As I'm sure you already know, UAC starts every application with standard user privileges, also if your current user account has administrative rights assigned. This is done for security reasons: As we developer often work as administrator (yeah! this is for real men! ;-)) it's easy for malware and spyware apps to install themselves into registry auto-startup keys and do other *very bad* things!
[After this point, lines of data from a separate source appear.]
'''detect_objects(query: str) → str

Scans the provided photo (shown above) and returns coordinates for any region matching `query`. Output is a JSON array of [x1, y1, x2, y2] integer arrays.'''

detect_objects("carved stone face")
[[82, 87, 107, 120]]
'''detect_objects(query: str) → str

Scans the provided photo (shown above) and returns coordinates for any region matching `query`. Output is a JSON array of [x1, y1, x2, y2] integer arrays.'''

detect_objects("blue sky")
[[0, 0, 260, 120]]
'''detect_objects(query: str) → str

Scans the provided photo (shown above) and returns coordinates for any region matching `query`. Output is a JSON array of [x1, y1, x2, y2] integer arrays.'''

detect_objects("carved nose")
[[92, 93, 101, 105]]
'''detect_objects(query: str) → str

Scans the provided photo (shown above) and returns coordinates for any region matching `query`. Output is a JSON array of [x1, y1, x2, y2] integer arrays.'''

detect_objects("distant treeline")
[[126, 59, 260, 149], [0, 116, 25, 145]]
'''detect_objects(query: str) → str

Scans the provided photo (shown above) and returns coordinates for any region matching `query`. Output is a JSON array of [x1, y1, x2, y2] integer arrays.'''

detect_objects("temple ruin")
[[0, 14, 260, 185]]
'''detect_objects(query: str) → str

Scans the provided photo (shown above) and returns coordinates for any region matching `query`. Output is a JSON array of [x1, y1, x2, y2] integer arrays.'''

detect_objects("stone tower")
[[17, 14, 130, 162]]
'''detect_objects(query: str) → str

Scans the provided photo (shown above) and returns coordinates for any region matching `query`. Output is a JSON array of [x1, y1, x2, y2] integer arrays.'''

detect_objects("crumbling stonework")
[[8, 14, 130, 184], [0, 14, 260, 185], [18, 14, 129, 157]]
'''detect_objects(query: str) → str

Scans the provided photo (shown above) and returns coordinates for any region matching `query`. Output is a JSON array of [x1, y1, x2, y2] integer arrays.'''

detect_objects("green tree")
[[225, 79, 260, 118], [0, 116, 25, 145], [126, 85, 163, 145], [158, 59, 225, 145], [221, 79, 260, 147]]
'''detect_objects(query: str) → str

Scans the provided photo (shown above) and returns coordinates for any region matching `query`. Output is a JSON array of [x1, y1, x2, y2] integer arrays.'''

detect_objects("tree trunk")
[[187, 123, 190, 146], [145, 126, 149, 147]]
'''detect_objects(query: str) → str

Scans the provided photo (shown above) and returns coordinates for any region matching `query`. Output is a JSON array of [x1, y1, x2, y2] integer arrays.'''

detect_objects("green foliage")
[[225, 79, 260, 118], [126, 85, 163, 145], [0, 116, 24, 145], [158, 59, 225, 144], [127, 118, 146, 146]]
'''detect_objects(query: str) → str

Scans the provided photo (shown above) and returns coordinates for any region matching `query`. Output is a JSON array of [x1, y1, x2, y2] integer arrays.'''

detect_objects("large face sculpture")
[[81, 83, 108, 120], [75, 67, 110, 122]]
So now with Vista, those Apps don't get administrative permissions, unless they explicitely request so. *BANG* - then UAC gets active and display a so called "elevation prompt". The user is asked for permission to grant administrative priviliges to an application.

What is the impact of this UAC to "old" .NET applications ?! Let me visualize this to you in a small chart:

UAC Flow

If an application doesn't do anything requiring administrative permissions (things like writing to %PROGRAMFILES%, Windows folder, or registry require so) it works the same way as it did with XP.
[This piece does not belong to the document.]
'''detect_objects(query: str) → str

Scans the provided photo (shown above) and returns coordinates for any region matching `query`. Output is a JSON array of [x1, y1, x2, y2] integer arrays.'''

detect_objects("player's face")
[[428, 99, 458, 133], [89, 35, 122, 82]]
To allow compatibility for legacy apps, there is a redirection functionality, which redirects access for "old" apps, which are NOT aware of UAC (no UAC manifest):

  • Folders: %ProgramFiles%; %Windir%; %Windir%\system32 --> to %HOMEPATH%\AppData\Local\VirtualStore
  • Registry: HKLM\Software --> to HKCU\Software\Classes\VirtualStore\MACHINE\SOFTWARE

So if a pre-Vista application wants to write to one of these locations it is redirected to the corresponding virtual store.

When reading a file, first the virtual store is looked for it, afterwards the real location!

To establish UAC compliancy for your application, you need to do the following:

  1. Add a new file called AssemblyName.exe.manifest (the so called application manifest) to your project

  2. Insert this XML fragment into the manifest:

     <?xml version="1.0" encoding="utf-8" ?>
    <assembly xmlns="urn:schemas-microsoft-com:asmv.v1"
              manifestVersion="1.0">
      <assemblyIdentity version="1.0.0.0" 
        processorArchitecture="X86"
        name="AppName"
        type="win32" />
      <description>App Description</description>
      <trustInfo xmlns="urn:schemas-microsoft.com:asm.v2">
        <security>
          <requestedPrivileges>
            <requestedExecutionLevel level="asInvoker" uiAccess="false"/>
          </requestedPrivileges>
        </security>
      </trustInfo>
    </assembly>
    

  3. Modify the sections marked:

    • uiAccess: Your ap needs acces to OTHER UIs (see MSDN on this, should normally be false)
    • requestedExecutionLevel:
      • requireAdministrator: App requires administrative privileges --> elevation prompt will be displayed at startup
      • highestAvailable: If user is in admin group, start with elevated privileges, else with default privileges
      • asInvoker: Always run with default privileges

    4.   Either copy the application manifest into the executable's directory or 
          embed it into the executable this way:

    • Go to the project properties - Build

    • Add this line to post build actions:

      "$(DevEnvDir)..\..\SDK\v2.0\bin\mt.exe" -manifest "$(ProjectDir)$(TargetName).exe.manifest" –outputresource:"$(TargetDir)$(TargetFileName)";#1

Now your application is UAC aware, redirection is disabled! That way, if you start the application without administrative privileges, you'll get an UnauthorizedException if you write to one of the administrative locations mentioned above.

Note: You cannot elevate an already running process. Thus you should refactor your app to be seperated into admin & non-admin operations - running the default application wiht normale privileges and starting another elevated process for each administrative operation! Another option is using an elevated COM object (see UAC-Blog for details).